Calypso(61)
“Because he can afford it on his own,” I told him.
Of course, Hugh was right—I should at least offer to pay. Like anyone else, my father loves free stuff. I was hesitating, in part, because he’d cut me out of his will.
“You told me you wanted to be cut out,” he’d said five years earlier when I confronted him about it.
“When?” I asked.
“I don’t know, but you did.”
There was no way on earth that this was true. In that respect my father is very much like the current president: There were a million and a half people at my inauguration. The biggest crowd ever—a million and a half!
It’s hard to even call it lying; rather, it’s a form of insistence. This is the way I need it to be, goddamn it.

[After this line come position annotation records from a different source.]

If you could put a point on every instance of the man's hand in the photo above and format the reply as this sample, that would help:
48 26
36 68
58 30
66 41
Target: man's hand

He then told me I could pick something out of the house and he’d set it aside for me to inherit. I looked around at the furniture, all of it covered with papers, and at the gloomy artwork he and my mother had bought in the seventies. “There’s a guide for mixing drinks you have downstairs behind the bar,” I said. “A bawdy paperback from 1960 illustrated by a cartoonist named Vip. I wouldn’t mind having that, I suppose.”
“But you don’t even drink,” he said.
I sighed. “You know what? You’re right. It’s better you give it to Amy, or Paul. One of them might want a Pink Squirrel some night.”
Our food was delivered, and I said to Hugh, “I don’t remember ever fighting with my mom, but with me and my dad it was constant. Once, in high school, he was shouting at me for something or other—running too much bathwater, maybe—and I shouted back, ‘You are going to die alone!’ Isn’t that awful?” I pushed some shrimp and grits around my plate. “Now here he is, trying to do just that—die alone—and everyone’s giving him a hard time about it.”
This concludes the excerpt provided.